Day 15: Inference Optimization
Learning Objectives
- Understand why quantization is the single most impactful inference optimisation
- Compare GGUF (CPU-focused) vs GPTQ/AWQ (GPU-focused) formats
- Benchmark q4_K_M vs q8_0 on your own hardware
Theory (15 min)
Why Quantize?
Model weights are stored as fp16 (16-bit floats). Each weight uses 2 bytes.
A 7B parameter model: - fp16: 7B × 2 bytes = 14 GB — won't fit on a 12GB GPU - q8 (8-bit): 7B × 1 byte = 7 GB — fits on most GPUs - q4 (4-bit): 7B × 0.5 bytes = 3.5 GB — fits on low-end GPUs, runs on CPU
Quantization: store weights at lower precision, accept small quality loss.
Quantization Formats Compared
| Format | Bit Width | Quality (MMLU) | Speed | Memory | Hardware |
|---|---|---|---|---|---|
| fp16 | 16 | 100% (baseline) | Reference | 14GB | GPU only |
| q8_0 | 8 | 99.5% | ~1.5x | 7GB | GPU + CPU |
| q4_K_M | 4.5 | ~97% | ~2-3x | 4GB | CPU ideal |
| q3_K_S | 3.5 | ~95% | ~3-4x | 3GB | CPU, mobile |
| q2_K | 2.5 | ~88% | ~4x | 2GB | Extreme compression |
q4_K_M is the sweet spot — 97% quality at 1/4 the memory.
How Quantization Works
Original fp16 weights:
[1.2345, -0.7891, 3.4567, ...]
q4 quantized:
[1.25, -0.75, 3.50, ...] → rounded to nearest 0.25 grid point
Loss: the rounding error. For most weights, this is negligible.
What You Lose (and Gain)
- Loss: ~2-3% on academic benchmarks (MMLU drop from 68% to 65%)

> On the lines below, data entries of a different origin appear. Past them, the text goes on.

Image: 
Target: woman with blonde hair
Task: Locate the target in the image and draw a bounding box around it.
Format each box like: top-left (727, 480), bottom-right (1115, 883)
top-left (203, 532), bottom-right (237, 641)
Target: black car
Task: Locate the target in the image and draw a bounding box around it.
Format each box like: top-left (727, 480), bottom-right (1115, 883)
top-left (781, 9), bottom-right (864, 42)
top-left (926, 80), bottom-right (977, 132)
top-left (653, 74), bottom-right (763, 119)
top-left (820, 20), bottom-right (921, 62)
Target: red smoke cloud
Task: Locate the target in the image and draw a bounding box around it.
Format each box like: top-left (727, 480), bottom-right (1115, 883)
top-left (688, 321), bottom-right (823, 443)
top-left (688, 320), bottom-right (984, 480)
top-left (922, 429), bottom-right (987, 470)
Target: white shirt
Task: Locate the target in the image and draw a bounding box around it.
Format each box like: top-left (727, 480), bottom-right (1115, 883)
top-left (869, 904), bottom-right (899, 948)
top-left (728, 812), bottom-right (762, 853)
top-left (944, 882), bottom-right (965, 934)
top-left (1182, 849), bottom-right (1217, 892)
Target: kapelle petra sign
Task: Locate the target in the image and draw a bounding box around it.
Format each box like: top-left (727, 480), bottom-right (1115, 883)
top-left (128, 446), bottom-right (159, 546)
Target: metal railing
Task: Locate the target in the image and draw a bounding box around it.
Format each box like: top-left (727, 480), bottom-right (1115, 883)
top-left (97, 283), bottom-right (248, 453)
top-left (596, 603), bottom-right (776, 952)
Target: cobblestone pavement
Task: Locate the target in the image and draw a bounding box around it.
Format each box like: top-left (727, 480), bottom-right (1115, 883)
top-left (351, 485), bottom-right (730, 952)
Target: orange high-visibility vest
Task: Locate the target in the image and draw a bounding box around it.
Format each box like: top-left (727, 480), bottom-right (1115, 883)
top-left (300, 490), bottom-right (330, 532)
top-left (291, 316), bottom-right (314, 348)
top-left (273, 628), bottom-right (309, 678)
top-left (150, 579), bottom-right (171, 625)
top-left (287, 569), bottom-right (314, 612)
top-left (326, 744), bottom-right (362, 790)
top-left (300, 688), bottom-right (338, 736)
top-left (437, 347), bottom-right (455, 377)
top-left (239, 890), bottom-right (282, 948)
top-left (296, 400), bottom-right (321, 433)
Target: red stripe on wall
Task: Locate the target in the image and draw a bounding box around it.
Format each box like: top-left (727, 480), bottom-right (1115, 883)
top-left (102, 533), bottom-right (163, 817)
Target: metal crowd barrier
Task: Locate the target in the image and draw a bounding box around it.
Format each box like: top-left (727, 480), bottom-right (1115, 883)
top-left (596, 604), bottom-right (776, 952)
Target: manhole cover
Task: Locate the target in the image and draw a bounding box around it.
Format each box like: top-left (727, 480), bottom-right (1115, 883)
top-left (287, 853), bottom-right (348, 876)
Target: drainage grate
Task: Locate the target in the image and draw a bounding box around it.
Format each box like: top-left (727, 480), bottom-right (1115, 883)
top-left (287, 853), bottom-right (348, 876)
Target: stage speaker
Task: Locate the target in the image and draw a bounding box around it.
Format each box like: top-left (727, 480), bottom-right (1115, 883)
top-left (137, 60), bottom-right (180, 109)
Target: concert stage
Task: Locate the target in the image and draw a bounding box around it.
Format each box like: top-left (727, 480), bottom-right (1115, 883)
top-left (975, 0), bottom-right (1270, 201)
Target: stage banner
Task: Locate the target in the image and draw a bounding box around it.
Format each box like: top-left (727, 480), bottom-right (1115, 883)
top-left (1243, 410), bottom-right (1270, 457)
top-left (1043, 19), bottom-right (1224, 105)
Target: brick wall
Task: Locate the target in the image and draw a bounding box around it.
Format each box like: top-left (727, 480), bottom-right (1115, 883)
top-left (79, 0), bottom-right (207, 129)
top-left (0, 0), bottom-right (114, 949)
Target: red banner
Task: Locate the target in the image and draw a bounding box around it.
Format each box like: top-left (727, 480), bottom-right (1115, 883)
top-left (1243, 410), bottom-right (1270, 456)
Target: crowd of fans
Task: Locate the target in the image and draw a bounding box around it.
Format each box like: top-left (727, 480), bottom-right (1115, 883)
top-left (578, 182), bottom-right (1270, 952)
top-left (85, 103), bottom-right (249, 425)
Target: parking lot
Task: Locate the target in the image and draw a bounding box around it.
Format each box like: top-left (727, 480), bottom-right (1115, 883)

- Gain: 4x memory reduction, 2-3x speedup (more data fits in cache)
- Real-world impact: Often undetectable for chat/QA. Noticeable for maths/code.
Hands-on (15 min)
Benchmark Quantization Levels
#!/usr/bin/env bash
# quant-benchmark.sh — compare q4_K_M vs q8_0 throughput
#
# Prerequisites: llama-server running with two model copies
echo "=== Quantization Benchmark ==="
# Test with q4_K_M (your usual setup)
if command -v llama-cli &> /dev/null; then
echo "Model test: Qwen2.5-3B-Instruct"
echo ""
for quant in "q4_K_M" "q8_0"; do
MODEL="/models/qwen2.5-3b-${quant}.gguf"
if [ ! -f "$MODEL" ]; then
echo "⚠️ $MODEL not found — skipping"
continue
fi
echo "--- $quant ---"
# Run benchmark with fixed prompt, measure tok/s
llama-cli -m "$MODEL" -n 128 -p "Explain machine learning in 3 paragraphs." \
--no-display-prompt 2>&1 | tail -5
echo ""
done
else
echo "⚠️ llama-cli not found — run for a quick manual test"
fi
# If llama-server is running, compare response times
echo "=== Server-side latency comparison ==="
for endpoint in "8080" "8081"; do
total=0
for i in 1 2 3; do
start=$(date +%s%N)
curl -s "http://localhost:${endpoint}/v1/completions" \
-H "Content-Type: application/json" \
-d '{"prompt":"Write a short poem about coding.","max_tokens":50}' > /dev/null
elapsed=$((($(date +%s%N) - start) / 1000000))
total=$((total + elapsed))
done
avg=$((total / 3))
echo " Port ${endpoint}: avg ${avg}ms"
done
#!/usr/bin/env python3
"""quant-benchmark.py — measure speed and quality at different quant levels."""
import time
import json
import httpx
# Stub — Ayva will expand with:
# - Actual quality comparison (same prompt, compare outputs)
# - Memory usage tracking (psutil or /proc/meminfo)
# - Multiple prompt lengths (short, medium, long)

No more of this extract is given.